Vosk Integration (Offline STT) for Speech Recognition
Vosk — open-source offline speech recognition toolkit based on Kaldi. Works without internet, supports 20+ languages including Ukrainian, occupies 50–500 MB depending on model. Ideal for private and offline-first applications.
Vosk Capabilities
- Streaming recognition (real-time, doesn't wait for end of phrase)
- Speaker identification (who's speaking)
- Partial results for displaying text during speech
- Custom dictionary for specialized terminology
- Bindings: Python, Java (Android), JavaScript (Node.js/Browser), C#, Go
Models for Ukrainian Language
vosk-model-uk-v3 — best quality for Ukrainian.
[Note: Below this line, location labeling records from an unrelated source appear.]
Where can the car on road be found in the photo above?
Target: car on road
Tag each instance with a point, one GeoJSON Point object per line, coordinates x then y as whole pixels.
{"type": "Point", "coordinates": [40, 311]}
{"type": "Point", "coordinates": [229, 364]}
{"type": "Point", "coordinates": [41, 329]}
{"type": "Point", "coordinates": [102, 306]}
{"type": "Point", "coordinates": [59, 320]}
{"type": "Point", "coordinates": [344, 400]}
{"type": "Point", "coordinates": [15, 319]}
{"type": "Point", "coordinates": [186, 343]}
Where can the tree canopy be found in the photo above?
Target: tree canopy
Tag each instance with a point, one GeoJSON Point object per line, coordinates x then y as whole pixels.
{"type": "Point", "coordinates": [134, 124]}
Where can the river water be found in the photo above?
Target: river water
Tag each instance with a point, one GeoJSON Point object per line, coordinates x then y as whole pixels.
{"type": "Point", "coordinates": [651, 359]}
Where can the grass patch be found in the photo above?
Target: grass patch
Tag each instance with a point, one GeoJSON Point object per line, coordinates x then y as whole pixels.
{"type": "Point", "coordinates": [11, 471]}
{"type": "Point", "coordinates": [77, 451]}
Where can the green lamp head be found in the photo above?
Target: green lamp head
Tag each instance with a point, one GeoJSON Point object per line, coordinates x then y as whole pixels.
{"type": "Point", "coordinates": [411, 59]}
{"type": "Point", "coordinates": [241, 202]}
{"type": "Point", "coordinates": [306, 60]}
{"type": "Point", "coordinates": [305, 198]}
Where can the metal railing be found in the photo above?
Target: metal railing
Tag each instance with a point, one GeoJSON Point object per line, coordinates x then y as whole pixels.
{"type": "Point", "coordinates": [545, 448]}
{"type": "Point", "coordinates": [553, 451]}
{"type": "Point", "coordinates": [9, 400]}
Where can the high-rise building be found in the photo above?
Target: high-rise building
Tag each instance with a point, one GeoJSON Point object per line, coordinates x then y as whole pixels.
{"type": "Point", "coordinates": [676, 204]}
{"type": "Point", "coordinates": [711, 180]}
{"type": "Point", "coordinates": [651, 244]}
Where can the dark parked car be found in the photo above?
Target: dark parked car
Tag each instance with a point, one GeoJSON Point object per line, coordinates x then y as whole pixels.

WER ~10% on clean speech, ~18% in noise. vosk-model-small-uk-v3 (45 MB) — for embedded devices, WER ~16%.
Integration
from vosk import Model, KaldiRecognizer
import pyaudio
model = Model("vosk-model-uk-v3")
recognizer = KaldiRecognizer(model, 16000)
# streaming recognition via PyAudio or WebSocket
When Vosk vs Whisper
Vosk better: real-time streaming, embedded devices (Pi, microcontroller), strict privacy requirements, low latency needs. Whisper better: highest recognition quality, handling poor acoustics, wide language coverage.